In preclinical development SGN-CD48A has demonstrated potent cytotoxic activity (EC50 values 1.0 – 11 ng/mL) against a panel of human multiple myeloma cell lines, with CD48 expression levels of 135,000 – 480,000 receptors per cell. However, the drug had negligible cytotoxic activity against normal resting human B, NK, and T lymphocytes.
Phase I trial
As part of the development SGN-CD48A, a first patient was dosed in a phase I clinical trial evaluating the safety and tolerability of the investigational agent.
“SGN-CD48A uses our latest ADC technology, and the initiation of this phase I trial in relapsed or refractory multiple myeloma highlights our continued leadership in ADCs as we address this challenging disease,” Seattle Genetics’ Lechleider added.

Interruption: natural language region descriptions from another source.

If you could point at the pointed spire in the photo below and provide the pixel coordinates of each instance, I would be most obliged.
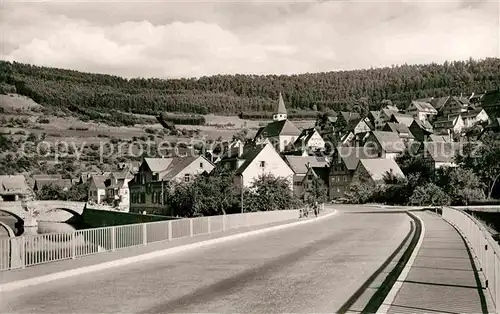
(281, 105)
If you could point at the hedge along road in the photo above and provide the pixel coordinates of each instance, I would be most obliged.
(315, 267)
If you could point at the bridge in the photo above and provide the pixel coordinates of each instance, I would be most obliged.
(362, 259)
(30, 212)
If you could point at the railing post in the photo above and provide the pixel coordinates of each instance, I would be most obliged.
(496, 278)
(73, 245)
(113, 239)
(169, 230)
(23, 252)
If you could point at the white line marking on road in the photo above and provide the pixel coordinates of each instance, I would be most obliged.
(15, 285)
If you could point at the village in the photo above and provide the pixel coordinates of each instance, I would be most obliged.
(341, 149)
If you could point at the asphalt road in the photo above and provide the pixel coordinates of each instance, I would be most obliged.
(310, 268)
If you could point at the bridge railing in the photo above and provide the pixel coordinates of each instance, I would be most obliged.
(482, 246)
(25, 251)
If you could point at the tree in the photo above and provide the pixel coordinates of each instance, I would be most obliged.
(361, 191)
(483, 159)
(429, 195)
(462, 185)
(317, 191)
(269, 193)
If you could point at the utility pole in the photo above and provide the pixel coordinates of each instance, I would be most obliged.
(241, 190)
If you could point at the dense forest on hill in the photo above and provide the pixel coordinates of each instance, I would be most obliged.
(234, 94)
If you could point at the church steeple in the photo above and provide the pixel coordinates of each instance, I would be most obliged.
(280, 113)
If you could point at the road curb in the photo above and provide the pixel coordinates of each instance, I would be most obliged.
(389, 299)
(15, 285)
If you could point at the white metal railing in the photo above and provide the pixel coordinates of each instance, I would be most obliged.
(482, 246)
(24, 251)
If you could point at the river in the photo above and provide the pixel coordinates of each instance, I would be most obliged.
(43, 227)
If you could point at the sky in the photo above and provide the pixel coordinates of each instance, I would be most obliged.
(171, 39)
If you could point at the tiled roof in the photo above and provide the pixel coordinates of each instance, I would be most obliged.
(13, 184)
(424, 106)
(249, 157)
(438, 138)
(99, 181)
(59, 183)
(321, 172)
(350, 116)
(424, 125)
(178, 164)
(403, 118)
(276, 128)
(281, 105)
(399, 128)
(351, 155)
(305, 136)
(390, 141)
(46, 177)
(379, 167)
(439, 102)
(441, 151)
(299, 163)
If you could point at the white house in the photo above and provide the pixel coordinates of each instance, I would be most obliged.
(309, 139)
(97, 189)
(422, 111)
(281, 132)
(255, 162)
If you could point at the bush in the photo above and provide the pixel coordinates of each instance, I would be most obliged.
(43, 120)
(429, 195)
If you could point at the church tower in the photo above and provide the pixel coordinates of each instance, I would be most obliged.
(280, 114)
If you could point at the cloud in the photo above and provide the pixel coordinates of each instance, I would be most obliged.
(161, 39)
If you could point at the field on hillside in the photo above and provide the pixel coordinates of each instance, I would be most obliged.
(63, 127)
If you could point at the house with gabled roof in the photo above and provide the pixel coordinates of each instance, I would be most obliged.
(345, 119)
(440, 102)
(97, 189)
(440, 154)
(439, 138)
(421, 130)
(377, 169)
(309, 139)
(59, 183)
(342, 168)
(386, 114)
(376, 119)
(421, 110)
(456, 104)
(117, 190)
(491, 103)
(281, 132)
(402, 118)
(14, 188)
(156, 175)
(401, 129)
(300, 166)
(387, 144)
(474, 116)
(312, 174)
(451, 124)
(255, 161)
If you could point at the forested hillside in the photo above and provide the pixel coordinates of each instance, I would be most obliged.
(233, 94)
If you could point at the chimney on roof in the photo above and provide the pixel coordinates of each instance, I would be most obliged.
(240, 149)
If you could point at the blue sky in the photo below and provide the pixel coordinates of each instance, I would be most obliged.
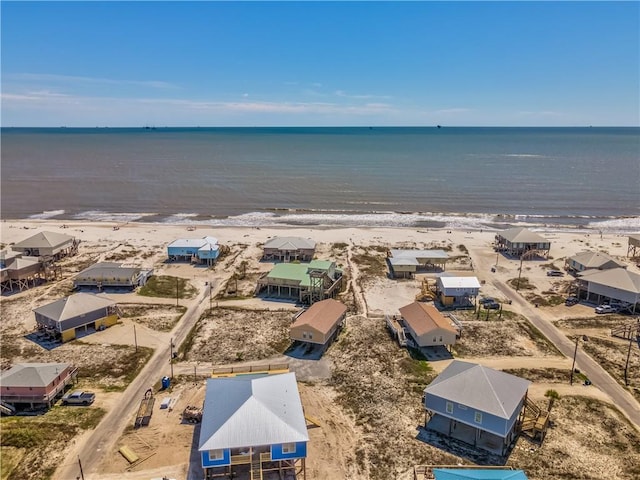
(320, 63)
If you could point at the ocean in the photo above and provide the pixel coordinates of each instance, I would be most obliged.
(549, 178)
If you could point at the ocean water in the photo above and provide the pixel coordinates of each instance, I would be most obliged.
(578, 178)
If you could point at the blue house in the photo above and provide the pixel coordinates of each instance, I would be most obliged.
(476, 405)
(253, 424)
(199, 250)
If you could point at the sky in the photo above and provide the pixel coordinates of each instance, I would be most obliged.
(358, 63)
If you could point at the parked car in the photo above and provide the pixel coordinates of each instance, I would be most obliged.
(571, 301)
(606, 309)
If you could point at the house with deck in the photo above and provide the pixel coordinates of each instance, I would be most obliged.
(35, 385)
(476, 405)
(76, 315)
(613, 285)
(457, 292)
(427, 326)
(48, 244)
(289, 249)
(195, 250)
(406, 263)
(592, 260)
(111, 275)
(320, 323)
(306, 283)
(522, 243)
(253, 425)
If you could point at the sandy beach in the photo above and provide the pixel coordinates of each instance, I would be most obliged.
(370, 295)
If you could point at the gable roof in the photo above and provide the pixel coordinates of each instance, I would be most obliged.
(44, 239)
(322, 315)
(73, 306)
(424, 318)
(478, 474)
(290, 243)
(619, 278)
(594, 259)
(459, 282)
(252, 410)
(32, 374)
(522, 235)
(480, 388)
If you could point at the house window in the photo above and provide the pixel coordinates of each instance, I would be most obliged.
(289, 448)
(215, 455)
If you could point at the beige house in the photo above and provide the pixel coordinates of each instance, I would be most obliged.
(319, 323)
(289, 249)
(48, 244)
(596, 260)
(520, 242)
(427, 326)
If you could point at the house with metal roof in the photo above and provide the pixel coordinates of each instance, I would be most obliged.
(457, 292)
(427, 326)
(48, 244)
(592, 260)
(79, 314)
(31, 385)
(522, 243)
(304, 282)
(616, 284)
(111, 275)
(253, 424)
(476, 405)
(406, 263)
(319, 323)
(289, 249)
(195, 250)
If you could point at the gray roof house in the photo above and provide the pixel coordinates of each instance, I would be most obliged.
(476, 405)
(288, 249)
(522, 243)
(254, 420)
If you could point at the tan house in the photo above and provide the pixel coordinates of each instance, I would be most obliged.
(521, 242)
(427, 326)
(35, 384)
(289, 249)
(75, 315)
(48, 244)
(319, 323)
(596, 260)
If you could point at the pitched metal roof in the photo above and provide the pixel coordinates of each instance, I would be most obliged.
(619, 278)
(522, 235)
(477, 474)
(251, 410)
(594, 259)
(290, 243)
(480, 388)
(459, 282)
(74, 306)
(32, 374)
(425, 317)
(322, 315)
(44, 239)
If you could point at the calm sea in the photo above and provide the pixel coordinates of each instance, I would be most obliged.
(457, 177)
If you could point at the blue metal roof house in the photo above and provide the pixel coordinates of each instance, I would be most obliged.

The phase I study is a multicenter open-label dose-escalation trial designed to enroll approximately 75 patients with relapsed or refractory multiple myeloma.
In this phase I clinical trial SGN-CD48A will be administered at an initial dosing interval of every three weeks. The primary objectives of the trial are to evaluate the safety and tolerability of SGN-CD48A and to identify the maximum tolerated dose (MTD). Key secondary objectives include assessing the antitumor activity and identifying the recommended single-agent dose and schedule.